What Women Preparing for Retirement Need to Know
After reviewing thousands of complaints about "confusing, misleading, and/or inaccurate" Medicare Advantage ads, and using "secret shoppers" to document deceptive telephone sales pitches, the Centers for Medicare & Medicaid Services (CMS) announced it is putting its foot down on Thursday.

With so much competition among the Medicare Advantage plans, how is the government monitoring Medicare ads? Beck, Lenox & Stolzer Estate Planning and Elder Law recognizes the attractiveness of these plans, due to their pricing structure, and sees that competition is not always a good thing. Kathryn A. Coleman, director of the agency’s Medicare Drug and Health Plan Contract Administration Group, said in a three-page letter that CMS is immediately upgrading its review of marketing materials, which must be submitted under its regulatory “File and Use” authority for Medicare Advantage and Part D drug plans, and “may exercise its authority to prohibit” their use, reports MedPage Today’s recent article entitled “CMS Puts the Kibosh on Misleading Medicare Advantage Sales Pitches.”

Medicare Advantage marketing materials can now go live five days after submission, provided the company submitting them “certifies the material complies with all applicable standards.” However, beginning on January 1, Coleman said no television advertisements will qualify to be submitted under its “File and Use” authority, meaning the ads will not run until CMS approves them.

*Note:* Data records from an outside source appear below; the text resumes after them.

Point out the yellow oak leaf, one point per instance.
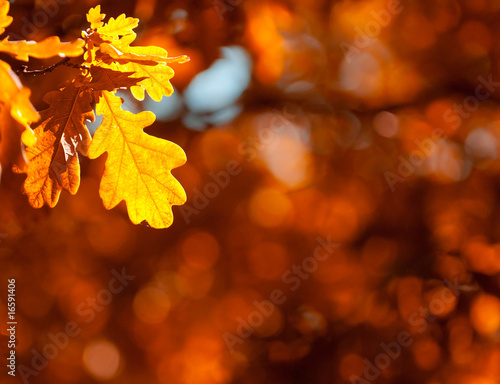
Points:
(49, 47)
(5, 20)
(120, 26)
(53, 162)
(105, 79)
(17, 114)
(95, 17)
(138, 166)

Coleman said the agency is “particularly concerned with recent national television advertisements promoting MA [Medicare Advantage] plan benefits and cost savings, which may only be available in limited-service areas or for limited groups of enrollees, overstate the available benefits, as well as use words and imagery that may confuse beneficiaries or cause them to believe the advertisement is coming directly from the government.”

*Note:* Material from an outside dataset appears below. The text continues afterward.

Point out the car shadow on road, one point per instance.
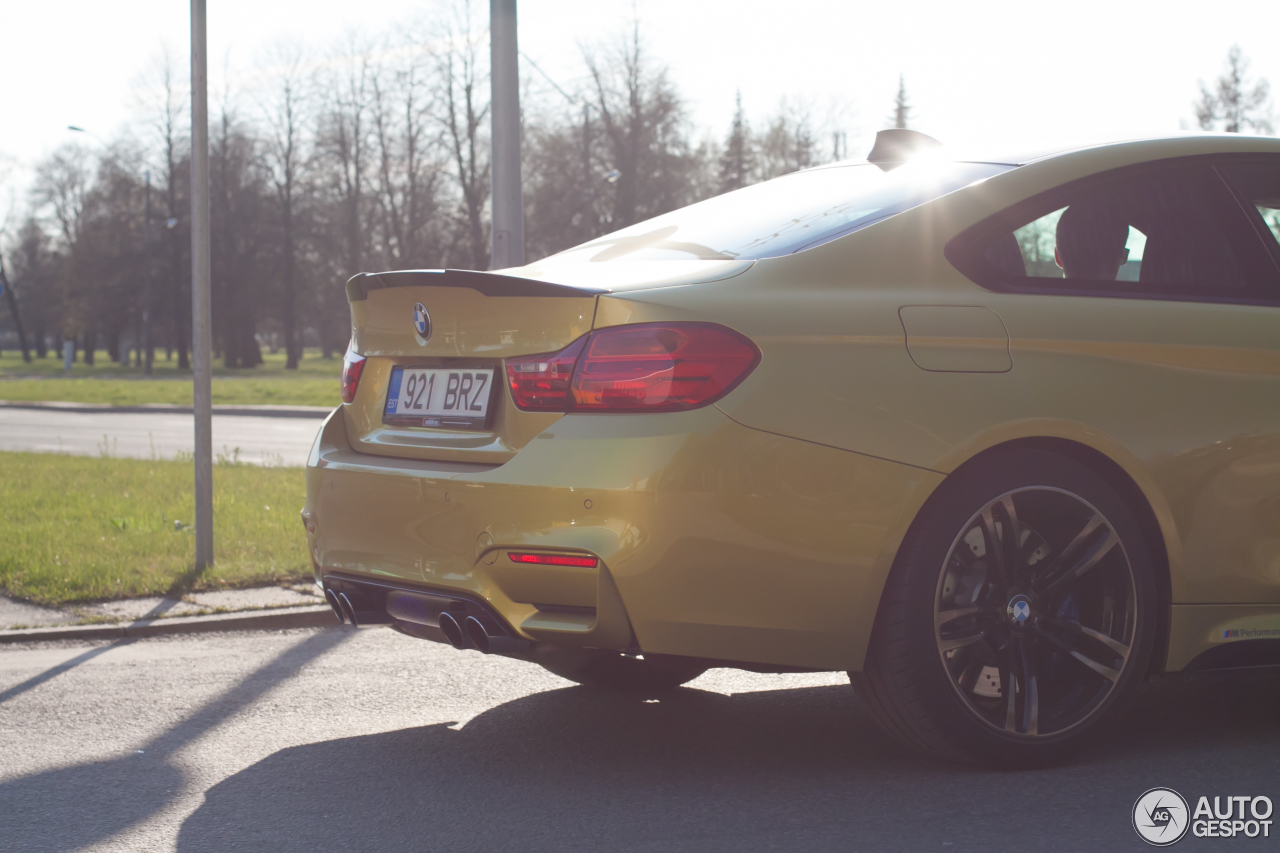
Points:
(83, 804)
(782, 770)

CMS is also looking at recordings of agent and broker calls with potential enrollees and is continuing its secret shopping of marketing events “by reviewing television, print, and internet marketing and calling related phone numbers and/or requesting information via online tools.”

CMS approved a final rule that requires all Medicare Advantage agents, brokers and third-party marketing organizations to record all their calls with potential enrollees “in their entirety, including the enrollment process.” In her letter, Coleman said reviews of recordings will continue.

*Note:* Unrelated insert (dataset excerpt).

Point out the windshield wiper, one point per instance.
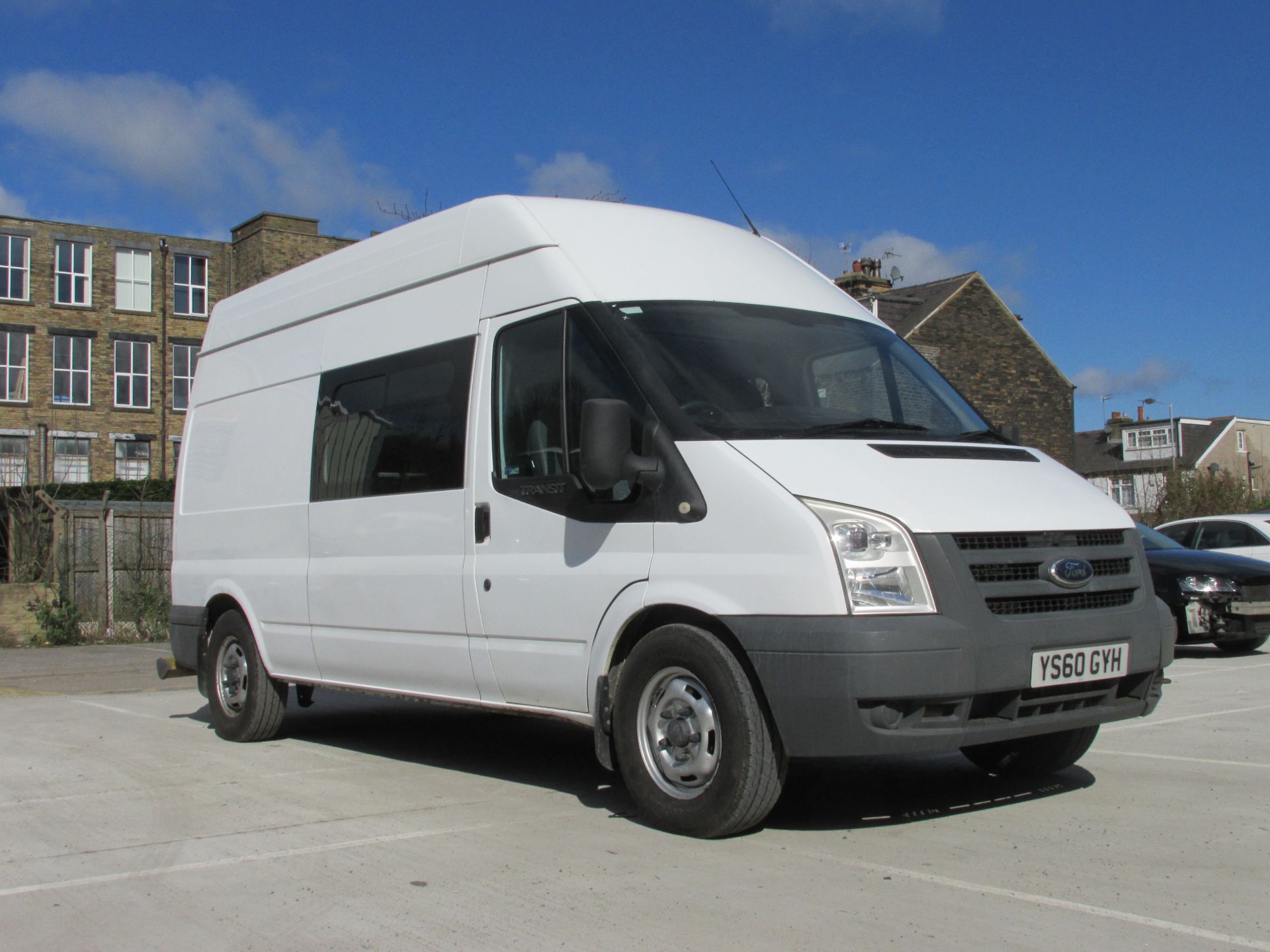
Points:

“Our secret shopping activities have discovered that some agents were not complying with current regulation and unduly pressuring beneficiaries, as well as failing to provide accurate or enough information to assist a beneficiary in making an informed enrollment decision,” she wrote.

Coleman also noted that the agency will take “compliance action against plans for activities and materials that do not comply with CMS’ requirements.”

It also will review “all marketing complaints” received during the annual enrollment period, which runs from October 15 to December 7, and will target its “oversight and review on MA organizations and Part D sponsors with higher or increasing rates of complaints.”

There are many good Medicare agents out there who want to do the right thing for their clients. Getting referrals from friends who have been with the same agent for years is what Beck, Lenox & Stolzer suggests to help mitigate issues with misleading information.

Reference: MedPage Today (Oct. 21, 2022) “CMS Puts the Kibosh on Misleading Medicare Advantage Sales Pitches”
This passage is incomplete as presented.